In our project, we will use ANN?s to analyze a set of data taken from a specific test area to achieve a generalization. Neural networks in general have the capability of learning patterns and making conclusions about a certain situation through training and learning. In this case, in reducing the number of monitoring stations, we will train the neural network to recognize patterns in the occurrence of the high toxicity levels in different stations at different times.
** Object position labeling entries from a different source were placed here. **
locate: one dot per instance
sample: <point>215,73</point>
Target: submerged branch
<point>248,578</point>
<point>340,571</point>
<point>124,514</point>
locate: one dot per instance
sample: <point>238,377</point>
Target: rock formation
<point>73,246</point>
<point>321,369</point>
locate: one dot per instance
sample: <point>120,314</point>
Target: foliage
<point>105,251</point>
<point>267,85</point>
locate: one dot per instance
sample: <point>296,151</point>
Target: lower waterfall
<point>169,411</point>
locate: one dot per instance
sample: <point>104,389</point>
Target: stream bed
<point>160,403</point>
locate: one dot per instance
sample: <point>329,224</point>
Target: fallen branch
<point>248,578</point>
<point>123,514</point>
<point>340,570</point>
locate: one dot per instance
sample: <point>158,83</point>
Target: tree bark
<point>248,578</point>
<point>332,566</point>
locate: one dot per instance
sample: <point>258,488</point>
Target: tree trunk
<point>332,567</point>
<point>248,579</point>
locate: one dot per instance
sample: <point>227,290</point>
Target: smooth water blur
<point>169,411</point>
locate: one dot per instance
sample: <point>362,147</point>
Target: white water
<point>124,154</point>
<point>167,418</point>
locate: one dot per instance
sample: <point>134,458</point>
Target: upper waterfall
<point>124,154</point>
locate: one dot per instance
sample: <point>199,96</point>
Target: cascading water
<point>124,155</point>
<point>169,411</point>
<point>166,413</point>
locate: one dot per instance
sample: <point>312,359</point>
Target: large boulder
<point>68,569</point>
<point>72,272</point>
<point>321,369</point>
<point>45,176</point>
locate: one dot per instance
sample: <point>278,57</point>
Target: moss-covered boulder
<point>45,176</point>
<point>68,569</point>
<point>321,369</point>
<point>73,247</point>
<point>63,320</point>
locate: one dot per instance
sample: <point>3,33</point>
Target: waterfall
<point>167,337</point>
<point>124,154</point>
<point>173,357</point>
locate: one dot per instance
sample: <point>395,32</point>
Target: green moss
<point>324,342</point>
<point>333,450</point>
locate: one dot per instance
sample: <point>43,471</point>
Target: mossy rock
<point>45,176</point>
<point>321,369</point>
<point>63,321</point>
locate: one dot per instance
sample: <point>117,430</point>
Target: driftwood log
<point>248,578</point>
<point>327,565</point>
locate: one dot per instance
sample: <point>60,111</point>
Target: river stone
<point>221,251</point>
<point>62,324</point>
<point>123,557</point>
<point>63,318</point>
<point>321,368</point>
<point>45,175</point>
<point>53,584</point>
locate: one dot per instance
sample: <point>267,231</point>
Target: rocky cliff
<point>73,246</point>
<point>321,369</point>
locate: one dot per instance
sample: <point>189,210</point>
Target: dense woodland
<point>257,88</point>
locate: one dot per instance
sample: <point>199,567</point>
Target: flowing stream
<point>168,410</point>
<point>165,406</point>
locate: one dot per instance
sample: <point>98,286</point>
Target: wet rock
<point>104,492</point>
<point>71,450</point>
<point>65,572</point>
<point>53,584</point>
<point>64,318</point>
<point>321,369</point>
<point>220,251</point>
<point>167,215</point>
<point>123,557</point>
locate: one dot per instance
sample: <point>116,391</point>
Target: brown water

First we determine the variables that we need to be able to train the network. Upon careful study, we found that we only need a subset of the existing time-series data taken from the area under consideration in order for the network to make a reasonable conclusion about our problem. Table 1 gives the variables (along with their descriptions) that we found to be sufficient in order for the network to learn.
*Optional.
While location information is not necessary, it is useful in making conclusions
about the importance of
each station. **Optional.
While toxicity level is in itself enough, once the network has learned,
the network can be used to predict
an orbital approximation of the population of the organisms than can be
found at a given station. Having
processed the data we feed them into the neural network continuously in
random order until we an evaluation of the network reveals a consistent
treatment of each station?s priority (i.e. it is able to identify the order
by which each station will trigger toxic levels, at any time,
when fed by data coming from selected stations only.) Training will stop
once the network has achieved this consistency, in which case, the network
will be able to assign priorities to the stations when given a specific
scenario. Figure 1a shows the basic operational framework of the
system during training and Figure 1b shows the system after its
training. In summary, the framework is explained below.
During
the training phase, the network is fed with a preprocessed subset of the
time-series data. The goal is for the network to identify (1) patterns
in the way each monitoring stations are triggered by high toxicity ratings
as time progresses, (2) output some statistics for each individual station,
(3)arrive at a generalization about
the organism population as a function of the station numbers (or locations).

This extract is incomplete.